For the sake of not spoiling the exam, I won’t go into a day-by-day replay. Summary: I was stuck on getting the 5th flag for a long time due to something I overlooked, which in hindsight is facepalm-worthy. Once I got the 6th flag after ~30h in the exam lab environment, I heaved a sigh of relief and decided to call it a day.
10 minutes after the end of the 4 calendar days, this badge arrived in my email:
Of note, the exam was using Cobalt Strike v4.8 when I took it on 2 June, and the course material and lab had just updated on 22 May. There were some additional modules/edits to existing modules in the course, and I managed to go through the new material before sitting for the exam. As the content was new, I went through some trial and error to troubleshoot certain commands, and thankfully managed to figure it out just in time for the exam.
Hindsight is 20/20
Tips I wish I knew before starting the exam:
- When going through the lab, take time to understand the attacks, including the pre-requisites needed for each attack, and which kinds of situation call for which attacks. Don’t just run the commands and call it a day when it works on the first try.

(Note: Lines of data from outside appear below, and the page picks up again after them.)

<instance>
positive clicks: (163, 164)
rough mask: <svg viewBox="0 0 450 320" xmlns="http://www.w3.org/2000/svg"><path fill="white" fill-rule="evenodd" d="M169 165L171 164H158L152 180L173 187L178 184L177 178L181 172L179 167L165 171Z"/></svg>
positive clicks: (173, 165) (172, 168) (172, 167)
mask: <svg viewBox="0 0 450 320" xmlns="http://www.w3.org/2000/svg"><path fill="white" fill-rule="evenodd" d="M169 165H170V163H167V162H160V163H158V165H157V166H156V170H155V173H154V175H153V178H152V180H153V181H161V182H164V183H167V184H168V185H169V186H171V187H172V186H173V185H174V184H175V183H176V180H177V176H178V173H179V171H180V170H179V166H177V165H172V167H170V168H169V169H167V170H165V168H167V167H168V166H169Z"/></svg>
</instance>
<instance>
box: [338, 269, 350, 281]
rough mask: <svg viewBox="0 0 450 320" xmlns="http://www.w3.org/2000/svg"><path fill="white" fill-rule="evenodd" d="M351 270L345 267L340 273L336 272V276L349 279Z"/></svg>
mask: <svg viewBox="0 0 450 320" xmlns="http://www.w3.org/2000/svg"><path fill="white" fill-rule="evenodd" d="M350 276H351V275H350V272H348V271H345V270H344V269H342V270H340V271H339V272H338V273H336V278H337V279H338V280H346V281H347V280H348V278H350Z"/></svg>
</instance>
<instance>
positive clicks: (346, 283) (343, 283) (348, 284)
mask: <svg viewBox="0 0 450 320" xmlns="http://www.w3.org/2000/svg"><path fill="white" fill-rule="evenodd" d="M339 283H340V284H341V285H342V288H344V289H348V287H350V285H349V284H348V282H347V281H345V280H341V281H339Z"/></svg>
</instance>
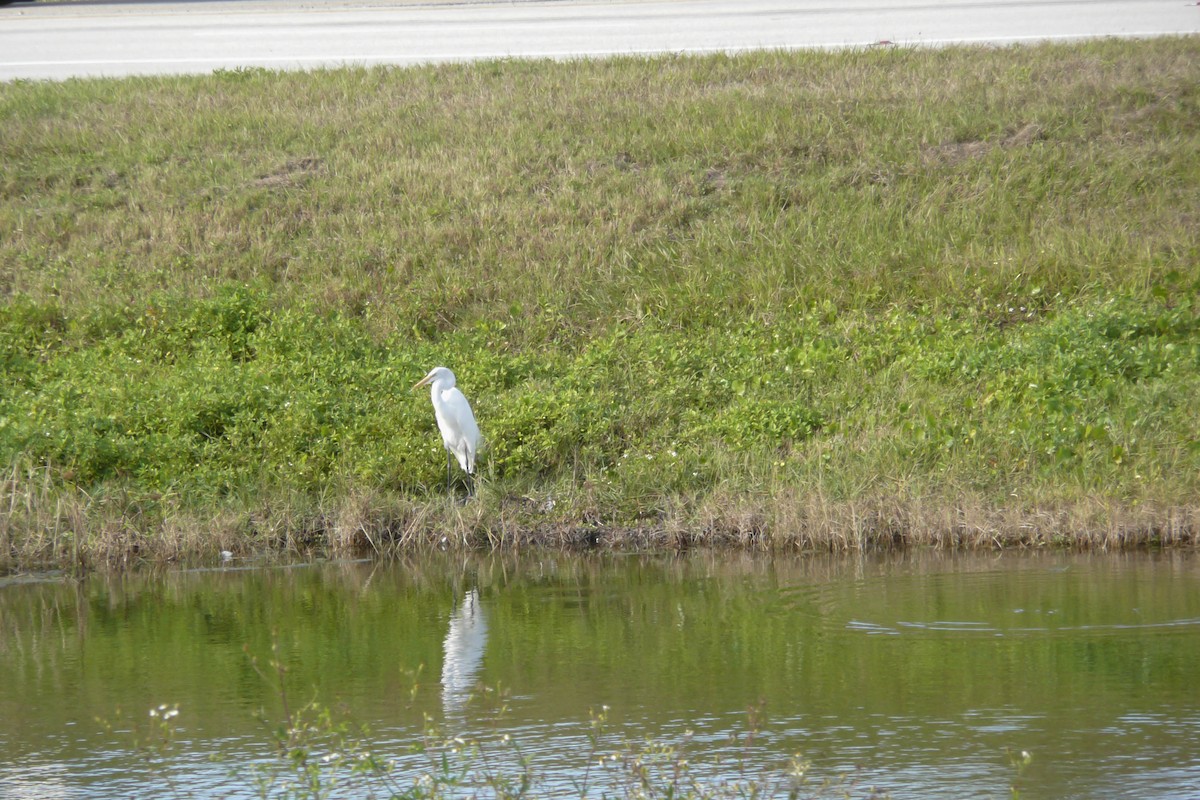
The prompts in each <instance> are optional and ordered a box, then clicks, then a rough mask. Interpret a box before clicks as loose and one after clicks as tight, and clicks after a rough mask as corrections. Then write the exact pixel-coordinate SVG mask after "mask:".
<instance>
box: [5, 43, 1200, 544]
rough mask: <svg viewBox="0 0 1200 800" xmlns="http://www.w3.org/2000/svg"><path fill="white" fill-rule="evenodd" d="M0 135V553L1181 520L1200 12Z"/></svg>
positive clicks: (133, 119) (91, 115)
mask: <svg viewBox="0 0 1200 800" xmlns="http://www.w3.org/2000/svg"><path fill="white" fill-rule="evenodd" d="M0 120H2V126H4V136H2V137H0V163H2V164H4V170H2V173H0V231H4V233H2V235H0V291H2V296H4V305H2V307H0V359H2V368H4V387H2V390H0V392H2V395H0V463H4V464H6V465H7V468H6V474H5V479H4V482H2V485H4V489H2V494H0V500H2V505H0V515H2V516H0V563H5V564H7V565H8V566H10V567H11V566H13V565H22V564H34V563H37V561H44V560H73V559H80V560H84V561H94V560H102V559H114V558H115V559H126V558H131V557H154V558H164V557H178V555H182V554H187V553H214V552H215V551H216V549H245V548H254V547H263V546H277V545H286V546H288V545H290V546H304V545H310V543H319V545H329V546H332V547H338V548H342V547H355V546H374V547H380V548H382V547H385V546H391V545H394V543H397V542H398V543H401V545H402V546H408V545H415V543H418V542H439V541H440V540H442V537H443V536H445V537H446V539H448V541H449V540H454V541H468V542H475V543H488V542H491V543H497V542H506V543H526V542H538V541H550V542H553V543H569V542H580V541H583V542H599V543H614V542H616V543H622V542H626V543H668V545H671V543H673V545H678V543H684V542H691V543H696V542H704V541H713V542H740V543H749V542H754V543H758V545H770V543H784V545H797V546H805V547H862V546H864V545H869V543H872V542H889V543H892V542H931V543H942V545H946V543H1013V542H1025V543H1033V542H1049V541H1064V542H1079V543H1085V545H1105V546H1112V545H1129V543H1138V542H1148V541H1164V542H1184V541H1193V540H1194V537H1195V536H1196V533H1198V530H1200V445H1198V444H1196V443H1198V439H1200V435H1198V432H1200V399H1198V398H1200V307H1198V302H1200V301H1198V296H1200V234H1198V230H1200V40H1196V38H1175V40H1156V41H1142V42H1115V41H1112V42H1093V43H1085V44H1070V46H1039V47H1028V48H1003V49H992V48H952V49H943V50H906V49H883V48H881V49H872V50H866V52H844V53H833V54H829V53H797V54H748V55H740V56H736V58H728V56H706V58H666V59H612V60H605V61H598V62H583V61H580V62H566V64H552V62H524V61H512V62H488V64H474V65H457V66H440V67H430V68H418V70H391V68H373V70H338V71H324V72H316V73H275V72H266V71H259V70H250V71H232V72H218V73H216V74H214V76H211V77H203V78H154V79H149V78H136V79H127V80H119V82H118V80H74V82H66V83H61V84H53V83H16V84H2V85H0ZM438 363H443V365H446V366H449V367H451V368H452V369H454V371H455V372H456V373H457V375H458V383H460V385H461V386H462V387H463V390H464V391H466V392H467V395H468V397H470V398H472V402H473V404H474V407H475V413H476V416H478V417H479V420H480V425H481V428H482V431H484V434H485V437H486V438H487V443H488V447H487V451H486V453H485V456H484V459H482V481H481V488H480V499H479V501H478V503H474V504H470V505H468V506H466V507H458V506H456V505H454V504H451V503H448V501H446V499H445V494H444V488H443V487H442V481H443V480H444V479H443V475H444V473H443V470H444V453H443V452H442V450H440V441H439V440H438V437H437V433H436V431H434V427H433V419H432V411H431V409H430V405H428V396H427V395H425V393H410V392H409V391H408V387H409V386H410V385H412V384H413V383H414V381H415V380H416V379H419V378H420V377H421V375H422V374H424V373H425V372H426V371H427V369H428V368H430V367H431V366H434V365H438Z"/></svg>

- As you go through the lab, draw out network diagrams of how the machines in the lab are connected to each other. This will help you get familiar with how to pivot properly using Cobalt Strike.

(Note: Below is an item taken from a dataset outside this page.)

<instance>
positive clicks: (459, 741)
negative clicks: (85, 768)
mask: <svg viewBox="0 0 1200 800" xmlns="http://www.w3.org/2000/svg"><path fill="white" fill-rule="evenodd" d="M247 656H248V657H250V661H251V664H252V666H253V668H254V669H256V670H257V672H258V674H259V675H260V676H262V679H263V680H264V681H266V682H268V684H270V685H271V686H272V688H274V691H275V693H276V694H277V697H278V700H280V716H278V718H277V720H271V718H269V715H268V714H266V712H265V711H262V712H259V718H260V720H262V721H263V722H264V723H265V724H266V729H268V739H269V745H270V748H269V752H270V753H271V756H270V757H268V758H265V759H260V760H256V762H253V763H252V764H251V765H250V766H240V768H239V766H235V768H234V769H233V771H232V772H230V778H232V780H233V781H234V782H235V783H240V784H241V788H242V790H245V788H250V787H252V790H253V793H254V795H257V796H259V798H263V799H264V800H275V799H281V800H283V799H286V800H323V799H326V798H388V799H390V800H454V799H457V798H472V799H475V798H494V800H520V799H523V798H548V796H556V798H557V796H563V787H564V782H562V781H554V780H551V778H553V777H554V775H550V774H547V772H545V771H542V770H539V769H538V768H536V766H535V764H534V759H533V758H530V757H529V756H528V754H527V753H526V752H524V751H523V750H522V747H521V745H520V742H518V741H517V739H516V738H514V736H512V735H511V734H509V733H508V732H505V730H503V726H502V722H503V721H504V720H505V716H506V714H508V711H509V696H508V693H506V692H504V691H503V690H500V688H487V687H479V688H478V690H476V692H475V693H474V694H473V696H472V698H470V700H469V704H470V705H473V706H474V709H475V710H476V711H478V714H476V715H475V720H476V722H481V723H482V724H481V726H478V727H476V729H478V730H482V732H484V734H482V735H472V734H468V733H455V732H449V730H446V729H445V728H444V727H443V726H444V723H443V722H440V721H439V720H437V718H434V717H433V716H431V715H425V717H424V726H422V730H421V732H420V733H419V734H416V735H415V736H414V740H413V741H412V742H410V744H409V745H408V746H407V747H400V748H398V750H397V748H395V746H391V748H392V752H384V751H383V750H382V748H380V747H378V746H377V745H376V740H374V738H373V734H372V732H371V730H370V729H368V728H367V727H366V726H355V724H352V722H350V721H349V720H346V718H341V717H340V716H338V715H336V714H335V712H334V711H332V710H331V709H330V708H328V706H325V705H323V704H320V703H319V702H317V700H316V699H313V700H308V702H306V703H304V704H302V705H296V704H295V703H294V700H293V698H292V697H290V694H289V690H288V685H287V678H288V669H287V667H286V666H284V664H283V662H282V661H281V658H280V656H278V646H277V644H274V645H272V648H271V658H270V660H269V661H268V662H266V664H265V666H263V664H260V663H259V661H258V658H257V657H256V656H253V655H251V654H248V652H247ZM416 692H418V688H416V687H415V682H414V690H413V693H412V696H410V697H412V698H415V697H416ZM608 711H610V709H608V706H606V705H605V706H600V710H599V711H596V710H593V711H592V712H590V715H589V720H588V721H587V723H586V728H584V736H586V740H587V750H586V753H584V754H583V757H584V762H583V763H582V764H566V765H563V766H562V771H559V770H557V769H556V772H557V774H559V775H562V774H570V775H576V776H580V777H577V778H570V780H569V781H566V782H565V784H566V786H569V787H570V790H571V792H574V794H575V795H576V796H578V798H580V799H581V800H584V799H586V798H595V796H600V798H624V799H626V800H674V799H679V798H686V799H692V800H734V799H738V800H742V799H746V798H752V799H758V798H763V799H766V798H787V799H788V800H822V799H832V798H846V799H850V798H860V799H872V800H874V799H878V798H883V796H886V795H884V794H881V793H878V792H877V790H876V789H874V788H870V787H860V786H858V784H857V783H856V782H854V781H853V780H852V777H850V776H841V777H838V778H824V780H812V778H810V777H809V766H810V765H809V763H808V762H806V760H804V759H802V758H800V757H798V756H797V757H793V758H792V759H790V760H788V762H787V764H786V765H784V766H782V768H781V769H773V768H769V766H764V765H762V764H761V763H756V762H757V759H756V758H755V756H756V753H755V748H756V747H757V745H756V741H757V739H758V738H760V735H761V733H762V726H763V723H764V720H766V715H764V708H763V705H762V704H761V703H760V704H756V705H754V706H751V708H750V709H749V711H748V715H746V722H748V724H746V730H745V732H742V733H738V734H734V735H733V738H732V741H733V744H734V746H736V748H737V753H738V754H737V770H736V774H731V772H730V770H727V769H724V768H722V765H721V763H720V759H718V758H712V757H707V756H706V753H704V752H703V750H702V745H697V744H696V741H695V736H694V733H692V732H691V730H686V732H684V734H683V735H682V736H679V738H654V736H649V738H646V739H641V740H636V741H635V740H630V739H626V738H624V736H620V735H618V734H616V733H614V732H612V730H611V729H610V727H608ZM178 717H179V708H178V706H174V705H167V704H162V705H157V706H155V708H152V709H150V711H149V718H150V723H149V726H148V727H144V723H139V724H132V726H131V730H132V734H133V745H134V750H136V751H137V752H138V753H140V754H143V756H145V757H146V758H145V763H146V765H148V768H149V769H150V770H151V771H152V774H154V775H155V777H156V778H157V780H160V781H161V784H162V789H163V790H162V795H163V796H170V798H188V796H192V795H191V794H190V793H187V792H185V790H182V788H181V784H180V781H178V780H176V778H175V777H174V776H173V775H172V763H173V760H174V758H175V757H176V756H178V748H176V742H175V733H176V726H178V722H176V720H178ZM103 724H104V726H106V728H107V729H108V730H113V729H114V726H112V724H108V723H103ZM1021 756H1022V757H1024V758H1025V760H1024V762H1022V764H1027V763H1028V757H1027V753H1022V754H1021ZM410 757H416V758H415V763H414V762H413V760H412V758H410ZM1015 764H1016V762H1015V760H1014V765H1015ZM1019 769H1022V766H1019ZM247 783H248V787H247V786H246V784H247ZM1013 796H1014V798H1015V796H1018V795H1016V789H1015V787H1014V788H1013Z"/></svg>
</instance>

- It is highly recommended to go through the entire lab again after switching on Defender. My mistake was going through only ~25% of the course again with Defender enabled, which in hindsight was definitely not enough.

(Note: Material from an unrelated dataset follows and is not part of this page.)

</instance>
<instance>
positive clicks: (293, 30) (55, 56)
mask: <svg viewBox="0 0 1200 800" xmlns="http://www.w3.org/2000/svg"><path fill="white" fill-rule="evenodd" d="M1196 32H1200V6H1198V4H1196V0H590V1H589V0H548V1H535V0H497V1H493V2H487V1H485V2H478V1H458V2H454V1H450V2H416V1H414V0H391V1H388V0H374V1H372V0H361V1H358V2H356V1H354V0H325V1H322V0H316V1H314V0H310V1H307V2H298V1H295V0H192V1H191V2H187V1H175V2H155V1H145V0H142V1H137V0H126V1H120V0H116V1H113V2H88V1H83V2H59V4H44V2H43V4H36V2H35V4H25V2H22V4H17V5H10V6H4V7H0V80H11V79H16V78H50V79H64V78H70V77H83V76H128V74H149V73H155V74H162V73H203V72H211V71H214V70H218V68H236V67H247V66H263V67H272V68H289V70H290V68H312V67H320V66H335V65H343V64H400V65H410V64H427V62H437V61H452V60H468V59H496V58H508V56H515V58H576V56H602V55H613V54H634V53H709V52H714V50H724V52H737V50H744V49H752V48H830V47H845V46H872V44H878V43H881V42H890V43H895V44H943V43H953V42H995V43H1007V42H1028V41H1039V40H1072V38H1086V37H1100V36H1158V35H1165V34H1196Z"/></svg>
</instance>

- We are able to copy text from the exam environment and paste it in our host machine. Don’t be like me who manually typed out the contents of the flag when submitting it 🫠
Support
As with most certifications/courses, support is super important in ensuring one’s success (along with minimising frustration). There is one person from ZPS managing support, and that’s Rasta. In my experience, there is quick turnaround regarding administrative issues e.g. lab time reset (he once replied my email in 10 minutes when I had some lab time issues). However, for questions relating to the course material itself, it’s best to seek for help in the discord. There are plenty of helpful folks there, and as long as your question is asked clearly with proper screenshots/error messages, you will likely get a response. From past discord replies, you’ll also be able to look at common errors made by those before you to help you should you face the same issue. In fact, when the course material updated in late-May, there were some parts of the new material that were clarified by other students in the discord, which helped immensely. There is also the community channel (My Communities > Red Team Ops) on the ZPS site itself, although I’ve never used it.
Conclusion
If you are interested in red teaming, I highly recommend purchasing the CRTO course. The course and labs (currently v2.1.2) comes with lifetime updates. As I went through the course materials a few times since August 2021, I actually learnt something new from each different version of the course. For the price of £365, it’s a steal. There is also an option to purchase lab time whenever, so even if you have finished the course/exam, you can always decide to purchase lab time in the future when the course goes through further updates, for your own experimentation. Having access to Cobalt Strike in the lab is also a huge bonus as it might be difficult to get your hands on a Cobalt Strike installer as an individual (compared to open-source C2 tools).
Thanks for reading all the way till here, hope this was useful. If you decide to take the CRTO, all the best and enjoy!